When considering our self-esteem measure, it is important to understand the distinct ways classical test theory (CTT) and item response theory (IRT) approach measurement. Although both aim to accurately assess constructs like self-esteem, they differ in how they conceptualize scores, reliability, and item performance. From a classical test theory perspective, the focus is primarily on the total score obtained from a test. CTT assumes that each observed score is made up of a true score and an error component (Cook, 2013; Kline, 2005). For example, if we administered a 20-item self-esteem survey, CTT would emphasize the total score and assess reliability using methods such as Cronbach’s alpha. It would not deeply evaluate how individual items function across different levels of self-esteem. In CTT, item difficulty and discrimination are considered sample-dependent, meaning results may change depending on the group tested (Putnick & Bornstein, 2016).
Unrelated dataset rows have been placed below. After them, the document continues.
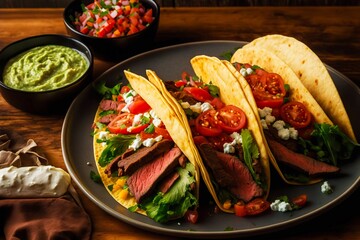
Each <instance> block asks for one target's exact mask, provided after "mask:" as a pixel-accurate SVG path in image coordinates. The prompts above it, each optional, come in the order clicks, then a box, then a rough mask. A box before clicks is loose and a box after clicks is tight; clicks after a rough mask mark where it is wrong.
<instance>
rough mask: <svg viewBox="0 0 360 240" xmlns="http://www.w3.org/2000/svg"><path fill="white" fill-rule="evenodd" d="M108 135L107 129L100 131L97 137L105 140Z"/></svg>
mask: <svg viewBox="0 0 360 240" xmlns="http://www.w3.org/2000/svg"><path fill="white" fill-rule="evenodd" d="M108 136H109V132H107V131H101V132H99V139H101V140H106V139H107V138H108Z"/></svg>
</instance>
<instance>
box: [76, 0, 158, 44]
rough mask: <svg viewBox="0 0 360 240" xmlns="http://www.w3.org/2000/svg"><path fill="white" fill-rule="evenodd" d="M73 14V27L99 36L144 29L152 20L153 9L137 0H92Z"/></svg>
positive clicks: (83, 33)
mask: <svg viewBox="0 0 360 240" xmlns="http://www.w3.org/2000/svg"><path fill="white" fill-rule="evenodd" d="M82 9H83V10H82V12H81V13H76V14H75V20H74V21H73V24H74V25H75V28H76V29H77V30H78V31H79V32H81V33H83V34H86V35H89V36H93V37H99V38H113V37H121V36H128V35H131V34H134V33H137V32H139V31H141V30H143V29H145V28H146V27H147V26H148V25H149V24H150V23H152V21H153V20H154V16H153V10H152V9H151V8H149V9H147V8H145V6H144V5H143V4H142V3H140V2H139V0H130V1H123V0H117V1H116V4H113V1H94V2H93V3H90V4H88V5H87V6H84V5H83V6H82Z"/></svg>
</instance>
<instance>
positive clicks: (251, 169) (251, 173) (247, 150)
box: [241, 129, 261, 185]
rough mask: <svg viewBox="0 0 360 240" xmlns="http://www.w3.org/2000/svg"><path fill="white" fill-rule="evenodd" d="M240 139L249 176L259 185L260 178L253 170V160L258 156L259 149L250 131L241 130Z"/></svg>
mask: <svg viewBox="0 0 360 240" xmlns="http://www.w3.org/2000/svg"><path fill="white" fill-rule="evenodd" d="M241 138H242V147H243V150H244V161H245V164H246V166H247V167H248V169H249V171H250V173H251V176H252V177H253V179H254V180H255V182H256V183H257V184H259V185H261V180H260V177H259V176H258V175H257V174H256V172H255V170H254V168H253V164H252V162H253V159H257V158H258V157H259V155H260V153H259V148H258V147H257V145H256V143H255V141H254V139H253V137H252V135H251V133H250V131H249V130H248V129H243V130H242V131H241Z"/></svg>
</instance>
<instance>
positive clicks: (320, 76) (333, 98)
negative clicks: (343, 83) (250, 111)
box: [244, 34, 356, 141]
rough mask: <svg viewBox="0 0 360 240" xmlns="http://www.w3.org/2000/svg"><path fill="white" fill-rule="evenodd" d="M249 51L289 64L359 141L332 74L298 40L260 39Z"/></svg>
mask: <svg viewBox="0 0 360 240" xmlns="http://www.w3.org/2000/svg"><path fill="white" fill-rule="evenodd" d="M248 47H259V48H264V49H266V50H268V51H270V52H272V53H274V54H275V55H276V56H277V57H279V58H280V59H281V60H282V61H283V62H285V63H286V64H287V65H288V66H289V67H290V68H291V69H292V70H293V71H294V72H295V74H296V75H297V77H298V78H299V79H300V81H301V82H302V84H303V85H304V86H305V87H306V88H307V89H308V91H309V92H310V93H311V95H312V96H313V97H314V98H315V99H316V101H317V102H318V103H319V105H320V106H321V107H322V109H323V110H324V111H325V113H326V114H327V115H328V116H329V117H330V119H331V120H332V121H333V122H334V124H335V125H338V126H339V127H340V129H341V130H342V131H343V132H344V133H345V134H346V135H348V136H349V137H350V138H351V139H352V140H353V141H356V137H355V134H354V131H353V129H352V126H351V123H350V119H349V117H348V114H347V112H346V110H345V107H344V104H343V102H342V101H341V98H340V95H339V92H338V91H337V89H336V86H335V84H334V82H333V80H332V79H331V77H330V75H329V72H328V71H327V69H326V67H325V65H324V64H323V62H322V61H321V60H320V58H319V57H318V56H317V55H316V54H315V53H314V52H313V51H312V50H311V49H310V48H309V47H308V46H306V45H305V44H304V43H302V42H300V41H299V40H297V39H295V38H292V37H287V36H283V35H277V34H274V35H267V36H264V37H260V38H257V39H255V40H253V41H252V42H250V43H249V44H246V45H245V46H244V48H248Z"/></svg>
In contrast, item response theory (IRT) offers a detailed and dynamic view. IRT treats item responses probabilistically, examining how each question functions at different levels of the trait being measured, such as self-esteem (Edelen & Reeve, 2007). Rather than assuming one error term for the whole test, IRT acknowledges that measurement error varies across different trait levels. For example, some items on a self-esteem scale may work well for individuals with moderate self-esteem but not those with very high or low self-esteem. Park and Park (2019) conducted a Rasch analysis, which is a form of IRT, on the Rosenberg self-esteem scale with individuals with intellectual disabilities. Their findings showed that while all items demonstrated acceptable fit statistics, the difficulty level of the items varied significantly. This highlighted that certain items may not adequately assess self-esteem across all ability levels. Notably, Park and Park (2019) found that the 4-point rating scale functioned well, suggesting that the responses were captured effectively even in specialized populations. It also reinforces how IRT provides critical insights that CTT would not easily detect, such as whether an item is too easy or too difficult for a given population. It also demonstrates how Rasch modeling helps ensure items maintain consistent meaning across diverse groups.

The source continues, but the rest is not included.